So much of who we are is expressed without having to say a word. From the clothes we wear, to the products we use; where we spend our time and who with. The seemingly small details which when combined, illustrate what you care about the most and reflects who you are and who you want to be. Concealed under these details is the need for us all to maintain a state where we are in control of choices (autonomous), surrounded by loved ones (relatedness) and see ourselves as skilled and fruitful (competence).
Self-affirmation occurs when we participate in activities which reinforce important self-defining aspects such as values, relationships and personal attributes. Self affirmation is the way we maintain self integrity. It’s how we cultivate and maintain an image of a self that is valuable, worthy, stable and good. This ‘self’ has different versions: you as a student, a parent, a friend, a musician, a chef.
In one way or another, at various points, we all fall short of standards which were set by others or ourselves; we fail to match up to whoever’s expectations. Whether it’s failing a class, facing rejection, missing a deadline, being a little clumsy or a little forgetful; failure in any aspect that we consider important can be a threat to the mostly positive self-image we create. On any given day, events and interactions that ‘threaten’ our sense of adequacy are likely to surpass those that affirm it.
Naturally, this can have a negative impact on our perceived self-adequacy, so our minds work hard to repair this sense of worth. When adequacy in a particular aspect of the self is threatened we often become dismissive and defensive, upset or angry. Self-affirmation allows us to respond to difficult situations in a more open, even handed manner, as we acknowledge that many aspects that make us ‘enough’ remain. For example, people from negatively stereotyped or marginalised groups may use self-affirmation to reduce the psychological impact of identity threats in unwelcoming environments.
Self-affirmation can be written
Most research is around self-affirmation through reflecting on personal values. This involves taking the time to appreciate what we truly, fundamentally believe is important- for example, family time, bringing attention to a pressing issue, faith, etc. Reflecting in this way makes us less likely to focus on a single aspect of our lives that maybe isn’t going to plan, and more likely to see the bigger picture.

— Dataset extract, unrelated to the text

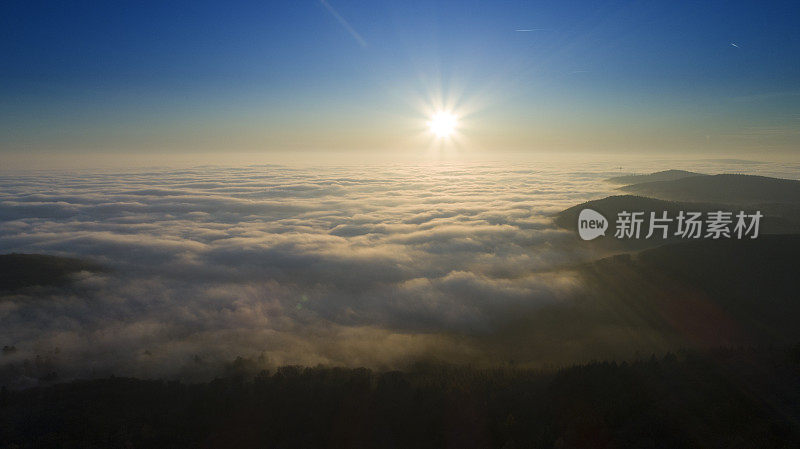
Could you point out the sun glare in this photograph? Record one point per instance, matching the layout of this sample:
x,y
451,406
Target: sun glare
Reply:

To practise written self-affirmation, you can start by listing the values that are most important to you, or by trying out gratitude journaling. This kind of self affirmation makes us less likely to focus on where we fall-short (as many of us often do), and can restore a global sense of contentment.
Self-affirmation can be spoken
Similarly, words and statements of affirmation may be spoken to yourself, if you’re not too keen on writing. The statements, used to self-affirm should, again, reflect a belief or value that is core to your self-image. These statements may be reinforced by future-orientation I.e. by lining up your value-based statement with who you see yourself becoming.
For example I am capable of being_______ because…
I will do ____ because I am _____
Self-affirmation can involve actions
We’ve all heard the saying ‘actions speak louder than words’. Self-affirmation through actions and activities allows us to demonstrate what we say or think is valuable to us. This can be as simple as setting aside more time to read, paint or pray. This activity, whatever it is for you, is representative of a core value, and which meets at least one of the 3 psychological needs (autonomy, relatedness and competency). Practising self-affirming activities can help to lower stress, and allows us to be less psychologically impacted by so-called threats.
Self affirmation can help us develop a more balanced and positive outlook, as we acknowledge that we are multi-dimensional beings who will be imperfect- but that transient failure does not diminish our inherent value.